The Clotilda, the last known slave ship to arrive in the United States, slipped into Mobile Bay on July 9, 1860, decades after the transatlantic slave trade was outlawed. Its secretive and illegal voyage was likely inspired by the Wanderer, another illicit slaving ship financed just two years earlier by Charles Lamar—son of Gazaway Bugg Lamar.
Though Gazaway did not take part in the Clotilda expedition, his wealth, political clout, and defiant stance toward federal law helped create the conditions that made such voyages possible.
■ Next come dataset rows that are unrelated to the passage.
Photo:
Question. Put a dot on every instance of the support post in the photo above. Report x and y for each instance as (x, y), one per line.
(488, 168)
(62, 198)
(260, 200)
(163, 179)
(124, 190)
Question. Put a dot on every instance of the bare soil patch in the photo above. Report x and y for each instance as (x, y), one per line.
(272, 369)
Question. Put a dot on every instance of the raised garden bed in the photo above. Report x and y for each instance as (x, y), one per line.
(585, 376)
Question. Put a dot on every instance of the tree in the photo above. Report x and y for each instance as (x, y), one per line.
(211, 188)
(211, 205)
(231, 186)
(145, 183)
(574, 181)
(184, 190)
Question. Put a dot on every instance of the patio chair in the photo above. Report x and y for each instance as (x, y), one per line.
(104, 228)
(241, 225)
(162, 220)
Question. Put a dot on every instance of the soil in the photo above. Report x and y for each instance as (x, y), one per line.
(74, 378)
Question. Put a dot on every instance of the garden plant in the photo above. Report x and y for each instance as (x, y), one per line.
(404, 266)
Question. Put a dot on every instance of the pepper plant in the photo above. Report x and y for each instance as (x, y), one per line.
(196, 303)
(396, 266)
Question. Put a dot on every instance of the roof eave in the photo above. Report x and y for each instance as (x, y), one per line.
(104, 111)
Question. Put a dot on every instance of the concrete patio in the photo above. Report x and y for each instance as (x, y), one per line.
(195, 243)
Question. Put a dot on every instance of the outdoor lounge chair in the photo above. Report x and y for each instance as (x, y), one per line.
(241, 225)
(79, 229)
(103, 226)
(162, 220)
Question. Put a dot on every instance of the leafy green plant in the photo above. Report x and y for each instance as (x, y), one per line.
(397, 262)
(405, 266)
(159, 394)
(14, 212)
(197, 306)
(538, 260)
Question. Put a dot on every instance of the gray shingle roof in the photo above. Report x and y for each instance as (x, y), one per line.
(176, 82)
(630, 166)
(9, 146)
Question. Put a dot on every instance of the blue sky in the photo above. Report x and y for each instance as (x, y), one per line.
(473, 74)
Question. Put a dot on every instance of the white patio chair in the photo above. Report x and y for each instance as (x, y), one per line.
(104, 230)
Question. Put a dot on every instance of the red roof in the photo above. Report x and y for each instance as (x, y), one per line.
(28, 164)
His influence enabled his son’s earlier efforts to smuggle enslaved Africans into Georgia aboard the Wanderer in 1858—an act that drew national outrage but ended in little punishment.
Today, Gazaway Bugg Lamar is buried in Alexandria’s Presbyterian Cemetery, a city far removed from the southern ports where these tragedies unfolded—yet intimately connected to the men who shaped them.
The wreck of the Clotilda was discovered in 2019, confirming what oral histories had long preserved. Its story—and the legacy of those brought aboard—was brought to light in the 2022 Netflix documentary Descendant, which follows the community of Africatown, founded by survivors of the ship.
Lamar’s grave lies among Alexandria’s most complex Civil War-era legacies—tied to commerce, conflict, and the human cost of ambition.